First CT Workshop : Rehumanizing the Other
WISCOMP organized a Conflict Transformation Workshop
for university students from Pakistan and India, from June 4th to 12th,
2001, in New Delhi. Titled Rehumanizing The Other, the interaction facilitated
the process of building bridges of trust, understanding and friendship
between the next generation of citizens and potential leaders of the
two countries. It was organized in the belief that the transformation
of the dominating conflict in South Asia lies, to a great extent, in
the hands of third generation Indians and Pakistanis, and that people-to-people
contacts must also include a dimension of substantive intellectual engagement
with issues of peace and conflict.
The
group comprised 40 university students in the age group of 20 to 27
years. The students from Pakistan represented institutions like the
Indus Valley School of Art and Architecture (Karachi), Lahore University
of Management Sciences (Lahore), Kinnaird College (Lahore) and the
University of Peshawar (Peshawar). Participants from India were enrolled
at the University of Delhi, Jamia Milia Islamia and Jawaharlal Nehru
University. The sessions were conducted by conflict resolution trainers
and facilitators from different regions including the United States,
United Kingdom, Pakistan and India.
Looking
back at those eight days in June, one would have to begin by highlighting
the relationships that the participants from Pakistan and India built
– relationships that we at WISCOMP believe will be long lasting.
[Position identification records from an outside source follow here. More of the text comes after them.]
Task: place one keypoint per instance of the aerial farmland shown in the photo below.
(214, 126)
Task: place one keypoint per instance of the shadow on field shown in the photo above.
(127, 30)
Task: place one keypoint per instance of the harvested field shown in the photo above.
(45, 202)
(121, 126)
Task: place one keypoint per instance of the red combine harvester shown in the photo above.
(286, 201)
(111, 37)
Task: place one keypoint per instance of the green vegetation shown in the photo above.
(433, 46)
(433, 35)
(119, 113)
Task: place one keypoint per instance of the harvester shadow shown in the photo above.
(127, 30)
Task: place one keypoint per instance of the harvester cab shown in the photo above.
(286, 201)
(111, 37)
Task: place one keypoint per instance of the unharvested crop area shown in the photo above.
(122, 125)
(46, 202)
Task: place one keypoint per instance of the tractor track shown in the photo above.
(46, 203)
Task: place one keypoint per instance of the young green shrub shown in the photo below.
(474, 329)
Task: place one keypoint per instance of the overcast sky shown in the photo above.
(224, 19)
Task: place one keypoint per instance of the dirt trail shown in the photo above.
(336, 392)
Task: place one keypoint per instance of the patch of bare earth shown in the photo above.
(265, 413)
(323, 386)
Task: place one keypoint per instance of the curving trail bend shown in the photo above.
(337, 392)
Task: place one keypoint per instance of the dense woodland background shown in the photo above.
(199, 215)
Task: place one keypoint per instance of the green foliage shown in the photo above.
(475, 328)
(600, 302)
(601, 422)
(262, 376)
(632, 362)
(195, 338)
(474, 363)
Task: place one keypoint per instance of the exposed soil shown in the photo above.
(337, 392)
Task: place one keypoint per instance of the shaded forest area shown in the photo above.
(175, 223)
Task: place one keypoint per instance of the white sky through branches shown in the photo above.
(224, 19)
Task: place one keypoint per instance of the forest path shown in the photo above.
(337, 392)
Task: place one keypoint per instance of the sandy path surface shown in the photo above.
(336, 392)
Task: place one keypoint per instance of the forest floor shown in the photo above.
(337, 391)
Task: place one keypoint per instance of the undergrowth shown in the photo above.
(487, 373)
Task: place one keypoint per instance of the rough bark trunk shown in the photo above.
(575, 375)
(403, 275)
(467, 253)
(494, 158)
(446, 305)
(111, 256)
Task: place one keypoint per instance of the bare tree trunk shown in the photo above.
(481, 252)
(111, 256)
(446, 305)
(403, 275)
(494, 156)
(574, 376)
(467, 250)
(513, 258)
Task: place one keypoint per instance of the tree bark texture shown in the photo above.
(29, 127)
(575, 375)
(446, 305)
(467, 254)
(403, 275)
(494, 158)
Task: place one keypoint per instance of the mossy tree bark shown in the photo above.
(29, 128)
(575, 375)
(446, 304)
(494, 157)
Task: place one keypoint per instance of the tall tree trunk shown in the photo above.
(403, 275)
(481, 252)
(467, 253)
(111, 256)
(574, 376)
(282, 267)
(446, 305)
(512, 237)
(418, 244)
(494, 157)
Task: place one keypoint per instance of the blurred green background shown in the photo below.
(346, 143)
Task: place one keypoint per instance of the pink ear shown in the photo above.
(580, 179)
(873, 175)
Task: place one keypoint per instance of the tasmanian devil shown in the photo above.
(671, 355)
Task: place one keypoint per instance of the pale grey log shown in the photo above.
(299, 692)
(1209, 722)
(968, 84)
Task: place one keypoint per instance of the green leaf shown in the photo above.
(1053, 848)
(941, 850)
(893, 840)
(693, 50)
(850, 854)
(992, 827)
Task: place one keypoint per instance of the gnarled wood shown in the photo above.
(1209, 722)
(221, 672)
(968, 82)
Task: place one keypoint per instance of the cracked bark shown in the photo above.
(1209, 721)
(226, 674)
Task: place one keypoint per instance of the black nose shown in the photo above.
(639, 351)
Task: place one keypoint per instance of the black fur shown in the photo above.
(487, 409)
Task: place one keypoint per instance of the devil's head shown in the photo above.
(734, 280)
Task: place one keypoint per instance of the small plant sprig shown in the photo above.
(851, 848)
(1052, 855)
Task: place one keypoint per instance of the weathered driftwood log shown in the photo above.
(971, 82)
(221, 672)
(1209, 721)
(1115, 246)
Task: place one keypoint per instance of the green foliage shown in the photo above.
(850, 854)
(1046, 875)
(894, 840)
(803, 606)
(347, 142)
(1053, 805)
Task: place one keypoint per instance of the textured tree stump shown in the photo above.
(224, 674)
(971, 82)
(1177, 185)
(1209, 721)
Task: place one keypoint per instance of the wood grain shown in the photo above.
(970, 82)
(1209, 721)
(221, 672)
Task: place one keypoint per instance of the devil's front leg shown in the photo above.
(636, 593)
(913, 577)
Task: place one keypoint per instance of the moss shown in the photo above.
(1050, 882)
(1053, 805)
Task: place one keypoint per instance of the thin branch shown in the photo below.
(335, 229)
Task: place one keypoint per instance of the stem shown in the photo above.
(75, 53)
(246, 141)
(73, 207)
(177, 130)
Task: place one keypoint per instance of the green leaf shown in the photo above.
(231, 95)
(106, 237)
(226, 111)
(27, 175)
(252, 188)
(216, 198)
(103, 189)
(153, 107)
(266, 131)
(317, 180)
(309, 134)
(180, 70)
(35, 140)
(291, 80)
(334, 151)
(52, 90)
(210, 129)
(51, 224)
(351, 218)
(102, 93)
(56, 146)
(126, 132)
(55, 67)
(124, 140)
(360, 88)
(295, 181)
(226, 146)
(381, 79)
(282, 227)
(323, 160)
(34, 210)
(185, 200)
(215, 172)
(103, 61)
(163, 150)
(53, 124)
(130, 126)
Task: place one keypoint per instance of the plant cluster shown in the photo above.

We say this because the students grounded these relationships on a
recognition that they were different and yet were willing to search
for common ground.
An
important benchmark that we set for ourselves before the interaction
was the extent to which stereotypes and prejudices would be addressed
and transformed. Towards the end of workshop, changes in mindsets
and stereotypical attitudes about the other were noticeable. In fact,
several participants were, in a sense, able to shed a lot of the baggage
they had carried with themselves about the other.
The
third important achievement lay in an emotion that many participants
articulated on the last day of their face-to-face interaction: “It
will be difficult for us to demonize the other because he/she now
has a face”. The realization that the other was willing to listen
and understand a different perspective was an important learning.